What Is A Homestead Exemption?
A homestead exemption lowers the taxable value on your home which reduces your property tax obligation. In other words, a homestead exemption saves you money. For more information on the Over 65 and/or Disabled Person Exemption be sure to check out our page on Other Types of Property Tax Exemptions.
In Texas, the residential homestead exemption entitles the homeowner up to a $25,000 reduction in property tax value for school tax purposes (depending on the county). Counties, cities, and special taxing districts may offer homestead exemptions up to 20% of the total value. Most counties in North Texas do offer this 20% reduction. A county may also offer a $3,000 exemption if it collects for farm-to-market roads or flood control. Don’t worry, there is an example below that will illustrate this as well as links to calculators for estimated savings.
File For A Homestead Exemption
To qualify and file for a homestead exemption you must
- Own and occupy your home as your principal residence by January 1 of the year application is made.

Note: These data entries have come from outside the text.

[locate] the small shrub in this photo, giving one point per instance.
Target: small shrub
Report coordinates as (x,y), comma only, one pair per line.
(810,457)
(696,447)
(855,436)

To be specific, you need to own and occupy the property by the time the ball drops in New York on December 31st!
- The exemption must be filed before April 30th of that year.

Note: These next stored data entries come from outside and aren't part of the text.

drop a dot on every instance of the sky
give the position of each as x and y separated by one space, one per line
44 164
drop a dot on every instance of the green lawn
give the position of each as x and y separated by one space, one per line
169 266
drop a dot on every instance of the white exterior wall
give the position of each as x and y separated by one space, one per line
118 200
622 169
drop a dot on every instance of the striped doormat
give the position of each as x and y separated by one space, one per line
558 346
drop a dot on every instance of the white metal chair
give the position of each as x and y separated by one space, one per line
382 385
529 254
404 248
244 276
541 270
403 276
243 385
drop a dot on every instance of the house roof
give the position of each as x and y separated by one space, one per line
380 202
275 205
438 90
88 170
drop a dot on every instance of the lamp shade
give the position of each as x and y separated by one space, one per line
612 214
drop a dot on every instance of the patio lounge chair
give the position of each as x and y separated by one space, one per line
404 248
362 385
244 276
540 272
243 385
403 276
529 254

- You will be required to provide your Texas Driver’s License and the address must match the home’s address.
- There is no cost for filing the homestead exemption application, it is FREE and you can do it yourself. Don’t be taken advantage of by companies that offer to do it for you for a fee.
Homestead Tax Cap
An additional benefit of the general homestead exemption, especially in an appreciating housing market, is the homestead cap, or limitation on increases in appraised value. The cap applies to your homestead beginning in the second year you have a homestead exemption (because the taxing authorities will most likely adjust your first year’s tax value to be something comparable to your purchase price).
The cap law provides that the taxable appraised value cannot exceed the lesser of:
- This year’s market value; or
- Last year’s appraised value, plus 10% plus the value added by any new improvements made during the preceding year.
If homes are appreciating at more than 10% per year the cap can provide substantial tax savings.
Frequently Asked Questions
How Much Does A Homestead Exemption Save Me?
A homestead exemption can save hundreds, if not thousands of dollars (depending on the price of the home). For example, a $300,000 home with a $15,000 homestead exemption has a school tax rate of 1.54%, that means the property taxes would be lowered by $231 per year. ($15,000 exemption x .0154 tax rate = $231 savings). If that same home has a 20% value reduction homestead exemption for the county with county tax rate of .25%, that saves the home owner $150 per year. ($300k value x 20% value reduction = $60,000 value reduction x .0025 tax rate = $150 savings).
Do I Have To Apply For A Homestead Exemption Each Year?
No. If you had a homestead exemption on your home in 2015, you won’t need to reapply for 2016 unless your chief appraiser requires it. However, if you haven’t received an exemption on your present home—or if you’ve moved to a new home—you’ll need to file for an exemption for 2016. If you are age 65 this year, you may file for the age 65 or older exemption up to one year after the date you became age 65. And if you became disabled, you may file for the disabled person’s exemption. [/toggle]
If I Own 50% Of The Home I Live In, Do I Qualify For The Residence Homestead Exemption?
Yes. However, if you qualify for a homestead exemption and are not the sole owner of the property to which the homestead exemption applies, the exemption you receive is based on the interest you own. For example, you own 50% interest in a homestead you will receive one half, or $7,500, of a $15,000 homestead offered by a school district.
What If I Forgot To File Last Year?
Good news, late applications for a residence homestead exemption will be accepted if filed no later than 1 year after the tax delinquency date for the tax year you are claiming the exemption.